Network Problem Troubleshooting Flowchart
As a network technician, you'll be called on to troubleshoot problems with
networking hardware, operating systems, applications that use the network, and
other network resources. The flowchart in Figure 1-24 illustrates the method
used by most expert networking troubleshooters to solve networking problems.
Step 1: Identify the problem and its symptoms - As you gather information
about the problem, begin by identifying the symptoms, questioning the user, finding
out what has recently changed, and determining the scope of the problem. If possible,
duplicate the problem. For multiple problems, approach each problem individually.

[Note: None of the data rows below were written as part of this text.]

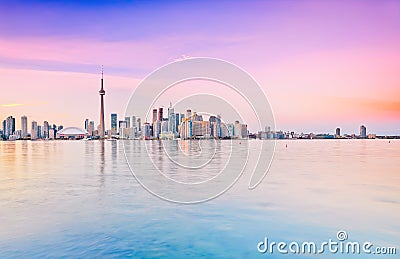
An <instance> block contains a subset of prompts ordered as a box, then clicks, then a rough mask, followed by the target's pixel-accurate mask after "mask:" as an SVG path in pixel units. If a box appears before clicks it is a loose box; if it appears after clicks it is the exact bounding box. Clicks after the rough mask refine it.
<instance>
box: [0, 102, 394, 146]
mask: <svg viewBox="0 0 400 259" xmlns="http://www.w3.org/2000/svg"><path fill="white" fill-rule="evenodd" d="M110 126H111V128H110V129H109V130H107V131H106V132H105V133H106V138H109V139H145V140H152V139H210V138H214V139H247V138H253V139H338V138H342V139H343V138H344V139H360V138H361V139H374V138H398V136H376V135H375V134H367V128H366V127H365V126H364V125H361V126H360V133H359V134H344V135H341V130H340V128H336V130H335V134H314V133H306V134H304V133H301V134H298V133H295V132H293V131H291V132H290V131H273V130H271V128H270V127H266V128H265V130H264V131H258V132H257V133H249V131H248V129H247V125H246V124H242V123H240V122H239V121H235V122H234V123H225V122H223V121H222V119H221V117H220V116H210V117H209V118H208V120H204V118H203V116H202V115H199V114H197V113H196V112H193V113H192V111H191V110H190V109H188V110H186V113H175V111H174V108H173V107H171V106H170V107H169V108H168V112H167V116H166V117H165V116H164V109H163V108H158V109H153V110H152V122H144V123H142V120H141V118H139V117H136V116H129V117H124V119H123V120H118V115H117V114H115V113H113V114H111V125H110ZM28 128H29V131H28ZM84 128H85V129H84V130H83V129H82V130H81V131H79V128H74V127H73V129H78V130H77V131H74V132H73V133H71V134H69V133H68V132H70V129H71V128H65V129H64V127H63V126H62V125H59V126H57V125H55V124H50V123H49V122H47V121H44V122H43V124H42V125H39V124H38V122H36V121H32V122H31V124H30V127H28V118H27V116H22V117H21V129H19V130H16V127H15V118H14V117H13V116H9V117H7V118H6V119H5V120H4V121H3V123H2V129H0V139H2V140H26V139H30V140H38V139H100V138H101V129H100V125H98V126H97V127H95V123H94V121H90V120H89V119H86V120H85V123H84Z"/></svg>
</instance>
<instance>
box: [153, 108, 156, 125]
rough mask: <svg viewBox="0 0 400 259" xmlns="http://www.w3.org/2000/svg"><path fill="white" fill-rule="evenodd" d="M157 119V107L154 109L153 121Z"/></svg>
mask: <svg viewBox="0 0 400 259" xmlns="http://www.w3.org/2000/svg"><path fill="white" fill-rule="evenodd" d="M156 121H157V109H153V123H154V122H156Z"/></svg>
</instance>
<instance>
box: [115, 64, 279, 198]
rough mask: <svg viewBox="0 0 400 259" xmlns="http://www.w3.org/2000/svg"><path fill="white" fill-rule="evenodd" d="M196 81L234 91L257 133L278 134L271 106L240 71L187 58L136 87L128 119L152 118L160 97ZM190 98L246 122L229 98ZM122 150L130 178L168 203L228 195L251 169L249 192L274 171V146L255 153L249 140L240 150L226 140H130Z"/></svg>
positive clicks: (206, 95) (256, 86)
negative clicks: (244, 169)
mask: <svg viewBox="0 0 400 259" xmlns="http://www.w3.org/2000/svg"><path fill="white" fill-rule="evenodd" d="M192 80H205V81H211V82H215V83H218V85H219V87H221V89H223V88H224V87H227V88H229V89H230V90H233V91H235V93H237V94H239V95H240V97H241V98H242V99H243V100H244V101H245V102H246V104H247V105H248V107H250V110H251V111H252V113H253V114H254V117H255V118H256V120H257V125H258V128H259V130H262V129H264V127H266V126H269V127H271V129H272V130H273V129H274V128H275V121H274V117H273V113H272V109H271V106H270V104H269V102H268V99H267V97H266V95H265V94H264V92H263V90H262V89H261V87H260V86H259V85H258V84H257V82H256V81H255V80H254V78H253V77H252V76H250V75H249V74H248V73H247V72H245V71H244V70H243V69H241V68H239V67H238V66H235V65H233V64H231V63H229V62H227V61H223V60H220V59H214V58H187V59H183V60H179V61H175V62H172V63H170V64H167V65H165V66H163V67H160V68H159V69H157V70H155V71H153V72H152V73H151V74H150V75H148V76H147V77H146V78H145V79H144V80H143V81H142V82H141V83H140V84H139V85H138V86H137V87H136V89H135V91H134V93H133V94H132V96H131V98H130V100H129V103H128V105H127V108H126V112H125V116H132V115H133V114H135V115H142V118H149V115H150V113H151V110H152V108H153V107H154V105H155V103H156V101H157V100H158V99H159V98H160V96H162V95H163V94H164V93H165V92H166V91H168V90H170V89H171V88H173V87H175V86H177V85H178V84H181V83H184V82H188V81H192ZM185 90H186V89H185ZM189 90H192V91H193V89H189ZM187 98H188V100H190V101H195V102H196V103H201V104H213V106H214V107H215V106H216V107H225V108H226V109H225V110H228V111H229V113H232V114H235V115H237V116H239V118H241V119H242V121H244V120H243V118H242V116H240V110H241V107H235V105H233V102H231V101H230V100H229V96H218V95H215V94H211V93H204V92H197V93H196V92H195V93H190V94H188V96H187ZM188 108H189V107H188ZM204 109H207V106H205V108H204ZM217 113H218V111H215V110H214V111H211V110H210V111H208V110H202V111H198V114H200V115H201V114H204V115H213V114H217ZM123 146H124V152H125V157H126V160H127V162H128V165H129V168H130V170H131V173H132V175H133V176H134V177H135V178H136V180H137V181H138V182H139V183H140V184H141V185H142V186H143V187H144V188H145V189H146V190H147V191H149V192H150V193H152V194H154V195H156V196H158V197H160V198H162V199H164V200H167V201H172V202H177V203H184V204H188V203H189V204H190V203H198V202H203V201H207V200H210V199H212V198H215V197H217V196H219V195H221V194H222V193H224V192H225V191H226V190H228V189H229V188H230V187H232V186H233V185H234V184H235V183H236V182H237V181H238V180H239V178H240V177H241V175H242V174H243V171H244V168H245V167H246V171H247V170H248V169H249V168H250V169H251V171H252V175H251V177H250V180H249V184H248V187H249V189H254V188H256V187H257V186H258V185H259V184H260V183H261V181H262V180H263V178H264V177H265V176H266V174H267V172H268V169H269V167H270V164H271V161H272V158H273V154H274V151H275V140H268V141H262V142H260V146H258V147H257V148H251V147H250V144H249V141H247V140H242V141H240V142H239V144H238V141H233V140H226V141H225V140H224V142H223V144H221V141H216V140H183V139H182V140H166V141H159V142H157V143H155V141H143V142H135V141H128V140H126V141H123ZM227 146H229V147H228V148H227ZM222 149H223V150H222ZM222 151H223V152H222ZM227 151H229V152H228V154H227ZM249 158H256V159H249ZM209 172H212V173H209Z"/></svg>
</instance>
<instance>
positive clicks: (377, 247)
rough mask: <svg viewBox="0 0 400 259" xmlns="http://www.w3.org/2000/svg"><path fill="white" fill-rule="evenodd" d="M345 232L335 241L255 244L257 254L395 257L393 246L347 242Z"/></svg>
mask: <svg viewBox="0 0 400 259" xmlns="http://www.w3.org/2000/svg"><path fill="white" fill-rule="evenodd" d="M347 239H348V235H347V233H346V231H343V230H340V231H338V232H337V234H336V239H335V240H334V239H328V240H327V241H323V242H314V241H304V242H297V241H292V242H270V241H269V240H268V238H267V237H265V238H264V240H263V241H261V242H259V243H258V244H257V250H258V252H260V253H262V254H274V253H279V254H326V253H331V254H371V255H395V254H396V253H397V250H396V247H394V246H375V245H374V244H373V243H372V242H362V243H360V242H357V241H354V242H351V241H347Z"/></svg>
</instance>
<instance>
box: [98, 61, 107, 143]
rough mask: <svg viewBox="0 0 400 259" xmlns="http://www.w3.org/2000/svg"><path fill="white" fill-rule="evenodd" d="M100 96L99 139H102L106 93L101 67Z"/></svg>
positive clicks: (103, 126)
mask: <svg viewBox="0 0 400 259" xmlns="http://www.w3.org/2000/svg"><path fill="white" fill-rule="evenodd" d="M99 94H100V129H99V130H100V132H99V135H100V138H101V139H103V138H104V95H105V94H106V91H104V89H103V66H101V89H100V91H99Z"/></svg>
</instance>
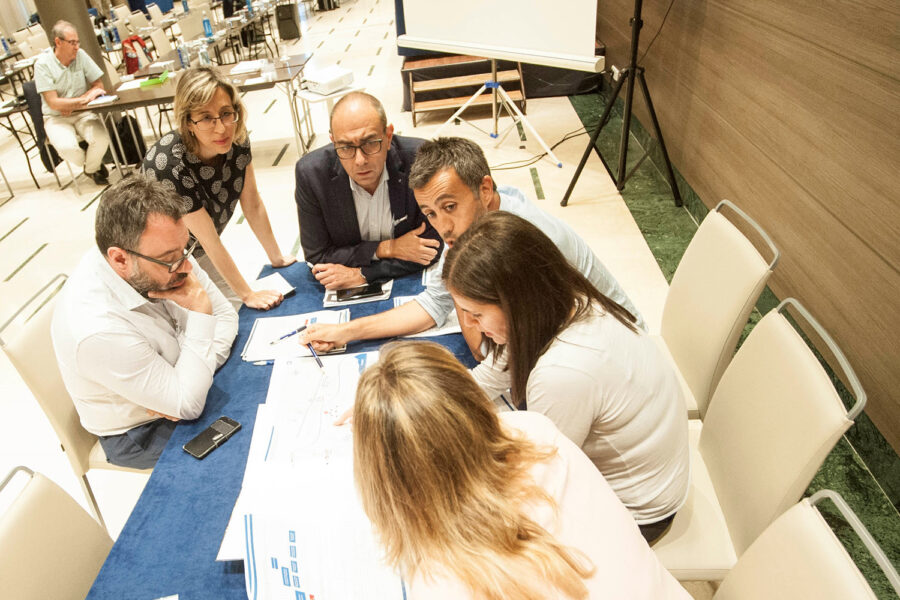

Solve it before moving on to the next.
Step 2: Establish a theory of possible cause - As you observe the extent
of the problem, make your best guess as to the source of the problem. Troubleshooters
generally follow the bottom-to-top OSI model by first suspecting and eliminating
hardware (for example, a loose cable or failed NIC), before moving on to software
as the cause of a problem. As you question the obvious and check simple things
first, such as a loose network cable, you might solve the problem right on the spot.
Some situations are obviously software related, such as when a user cannot log
on to the network and gets an invalid password message. Here it makes more sense
to follow the top-to-bottom OSI model, beginning at the Application layer, and
suspect the user has forgotten his or her password.
As you work, use a divide-and-conquer approach by eliminating parts of the
whole until you zero in on the source of the problem.
Step 3: Test your theory to determine the cause - For more complicated or
expensive solutions, test your theory to assure yourself that it will indeed solve
the problem before you implement the solution. If your test proves your theory is
wrong, move on to another guess or escalate the problem to the next tier of support
in your organization.
As with any computer-related troubleshooting, be sure you choose the least
invasive and least expensive solution first before moving on to more drastic or
expensive changes to a computer or the network.
Step 4: Establish a plan for resolving the problem - Changes to a network
have the potential for disrupting a lot of people's work. Before you implement a fix,
consider the scope of your change, especially how it will affect users, their
applications, and their data. Unless the problem poses an emergency, make your
changes when the least number of users are on the network.